The black and white Jack Nava directed video was shot at night in Paris, and finds a sad Adele wandering the deserted streets of the city.
According to a survey by Karaoke company Lucky Voice, around 25% of UK karaoke performers chose a track by Adele in 2011. This song was the most popular one for Lucky Voice’s users, accounting for 14 percent of the 3 million songs sung in over that period, while her cover of “Make You Feel My Love” was the second most popular with 10 percent.
Adele penned the first verse sitting on the edge of her bed. She then met up with Dan Wilson at Harmony Studio in Hollywood to complete the song. Wilson recalled to American Songwriter magazine: “Adele came to the session with lyrics and melody for the first half of the verse at least – there was a real vibe and idea already.
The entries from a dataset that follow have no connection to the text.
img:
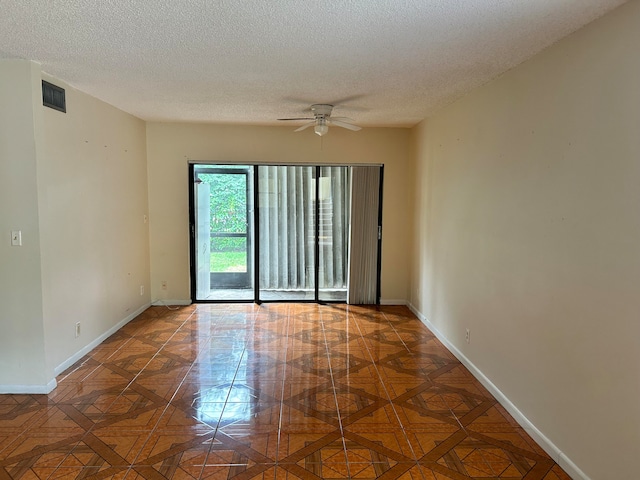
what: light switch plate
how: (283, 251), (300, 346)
(10, 230), (22, 247)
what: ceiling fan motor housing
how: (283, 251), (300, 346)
(311, 103), (333, 118)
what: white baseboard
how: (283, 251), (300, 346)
(0, 378), (58, 395)
(407, 302), (590, 480)
(53, 303), (151, 376)
(151, 299), (192, 307)
(380, 298), (407, 305)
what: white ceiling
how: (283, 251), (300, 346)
(0, 0), (626, 126)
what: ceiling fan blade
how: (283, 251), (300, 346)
(328, 118), (362, 132)
(330, 116), (355, 123)
(294, 120), (316, 132)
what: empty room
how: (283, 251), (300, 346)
(0, 0), (640, 480)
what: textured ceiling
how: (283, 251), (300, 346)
(0, 0), (625, 126)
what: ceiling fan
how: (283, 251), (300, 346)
(278, 103), (362, 137)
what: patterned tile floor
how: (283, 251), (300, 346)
(0, 304), (569, 480)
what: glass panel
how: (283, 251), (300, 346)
(194, 165), (254, 300)
(211, 236), (248, 273)
(318, 167), (351, 302)
(258, 166), (315, 300)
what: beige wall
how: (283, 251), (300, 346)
(410, 2), (640, 480)
(0, 60), (150, 393)
(38, 74), (150, 367)
(0, 60), (53, 393)
(147, 123), (410, 302)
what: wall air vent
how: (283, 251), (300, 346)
(42, 80), (67, 113)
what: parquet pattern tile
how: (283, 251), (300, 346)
(0, 304), (569, 480)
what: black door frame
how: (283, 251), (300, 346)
(188, 162), (384, 305)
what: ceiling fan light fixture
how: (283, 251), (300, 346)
(313, 122), (329, 137)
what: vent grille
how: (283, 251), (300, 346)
(42, 80), (67, 113)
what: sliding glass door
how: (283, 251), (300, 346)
(258, 166), (316, 301)
(190, 165), (380, 303)
(194, 165), (254, 300)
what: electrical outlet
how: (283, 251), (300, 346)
(11, 230), (22, 247)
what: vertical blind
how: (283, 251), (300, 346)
(347, 166), (380, 305)
(258, 166), (350, 290)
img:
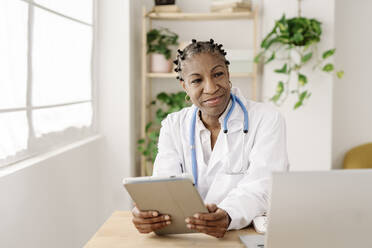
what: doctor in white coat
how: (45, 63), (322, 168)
(133, 39), (288, 238)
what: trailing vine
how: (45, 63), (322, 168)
(254, 13), (344, 109)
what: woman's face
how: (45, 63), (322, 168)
(181, 53), (231, 117)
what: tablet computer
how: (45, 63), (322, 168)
(123, 175), (208, 235)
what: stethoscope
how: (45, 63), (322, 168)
(190, 93), (248, 186)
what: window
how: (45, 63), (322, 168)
(0, 0), (95, 167)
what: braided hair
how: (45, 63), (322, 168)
(173, 39), (230, 81)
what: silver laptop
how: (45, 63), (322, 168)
(241, 169), (372, 248)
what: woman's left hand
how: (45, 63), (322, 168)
(185, 204), (231, 238)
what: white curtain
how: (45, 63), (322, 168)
(0, 0), (95, 167)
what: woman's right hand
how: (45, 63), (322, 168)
(132, 206), (171, 233)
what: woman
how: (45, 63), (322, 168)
(133, 39), (288, 237)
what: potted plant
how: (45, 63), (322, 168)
(138, 91), (190, 176)
(254, 9), (344, 109)
(147, 28), (178, 72)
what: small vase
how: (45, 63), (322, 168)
(155, 0), (176, 5)
(150, 53), (173, 73)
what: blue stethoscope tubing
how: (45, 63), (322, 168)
(190, 93), (248, 186)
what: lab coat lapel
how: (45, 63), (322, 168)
(208, 98), (244, 174)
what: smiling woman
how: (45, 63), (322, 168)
(133, 39), (288, 238)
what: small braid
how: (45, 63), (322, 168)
(173, 39), (230, 81)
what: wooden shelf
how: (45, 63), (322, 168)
(146, 11), (254, 21)
(147, 72), (254, 79)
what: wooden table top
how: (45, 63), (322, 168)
(84, 211), (257, 248)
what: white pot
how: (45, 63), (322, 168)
(150, 53), (173, 73)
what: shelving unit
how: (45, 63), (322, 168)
(141, 7), (258, 175)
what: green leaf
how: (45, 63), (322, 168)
(301, 52), (313, 63)
(322, 49), (336, 59)
(145, 121), (152, 133)
(264, 52), (275, 64)
(299, 90), (307, 102)
(298, 73), (307, 86)
(322, 64), (334, 72)
(270, 94), (280, 103)
(294, 101), (302, 109)
(276, 81), (284, 96)
(254, 51), (265, 63)
(274, 64), (287, 74)
(336, 70), (344, 79)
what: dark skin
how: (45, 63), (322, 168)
(132, 53), (231, 238)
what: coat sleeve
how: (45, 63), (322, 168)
(218, 109), (288, 230)
(153, 116), (182, 176)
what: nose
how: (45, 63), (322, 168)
(204, 77), (218, 94)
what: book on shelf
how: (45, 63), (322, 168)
(210, 1), (252, 12)
(211, 8), (251, 13)
(152, 4), (181, 13)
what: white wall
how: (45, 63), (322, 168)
(333, 0), (372, 168)
(0, 0), (135, 248)
(97, 0), (136, 218)
(261, 0), (335, 170)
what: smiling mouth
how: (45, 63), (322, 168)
(203, 95), (223, 106)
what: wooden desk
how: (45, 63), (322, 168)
(84, 211), (256, 248)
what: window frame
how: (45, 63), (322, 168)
(0, 0), (98, 168)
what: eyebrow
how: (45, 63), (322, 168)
(188, 65), (223, 77)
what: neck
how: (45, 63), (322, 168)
(200, 112), (221, 131)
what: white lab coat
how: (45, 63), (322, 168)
(153, 88), (288, 230)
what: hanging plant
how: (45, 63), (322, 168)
(254, 11), (344, 109)
(138, 91), (190, 166)
(147, 28), (178, 60)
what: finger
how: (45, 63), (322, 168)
(189, 225), (226, 238)
(132, 207), (159, 218)
(205, 203), (218, 213)
(187, 224), (226, 233)
(132, 215), (170, 227)
(137, 221), (171, 231)
(194, 209), (227, 220)
(185, 217), (227, 227)
(136, 226), (152, 233)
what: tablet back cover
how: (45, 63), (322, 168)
(124, 179), (208, 235)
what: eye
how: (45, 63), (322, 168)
(213, 71), (223, 78)
(191, 78), (201, 84)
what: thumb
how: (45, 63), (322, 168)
(205, 203), (218, 213)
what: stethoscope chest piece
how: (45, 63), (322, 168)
(190, 94), (248, 186)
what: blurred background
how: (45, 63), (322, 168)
(0, 0), (372, 247)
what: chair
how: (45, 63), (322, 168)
(343, 143), (372, 169)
She told me she wanted to write a song about her heartbreak…that was how she put it. She told me a little bit about the guy who broke up with her, and I think maybe part of my contribution was to help keep the song really simple and direct—very personal.”
The pair worked on the song over two days. Wilson recalled: “At the end of the second day we finished the recording, which ended up on the album. She couldn’t stay late, as I remember, because she had a meeting in Malibu to play Rick and other people from her label the song. So we finished it in the late afternoon and she took it to them.”
The recording on 21 was intended to be just a demo. Wilson expected Rick Rubin to make it into a big power ballad with strings and choirs etc. He recalled to American Songwriter: “By the end of the first day, the demo was sounding lovely, and very affecting, but it was only half-written, there were no words on the second verse or the bridge as I remember. Adele came to the studio the next day and said, ‘I played it for my manager and me Mum’” I was a little nervous about this because I don’t like people to hear works-in-progress. I asked her what they thought of the song. ‘My manager loves it and me Mum cried.’”
Over the following months Wilson heard sporadic reports from other people who heard it, and all of them told them that it made them cry. So it became obvious that they should retain the demo version.
Scientists have studied this song to find out why it creates such an emotional reaction in listeners. A Wall Street Journal story revealed that musically, it’s very much about small, unexpected changes in the melody. What they call “ornamental notes” appear all over the song, which create a kind of melancholy tension. Tearjerkers often move from soft to loud and contain some dramatic shifts at key moments – in “Someone Like You,” this is when Adele’s voice jumps an octave and becomes much louder in the chorus. Of course, none of this would help without heartfelt lyrics delivered with conviction.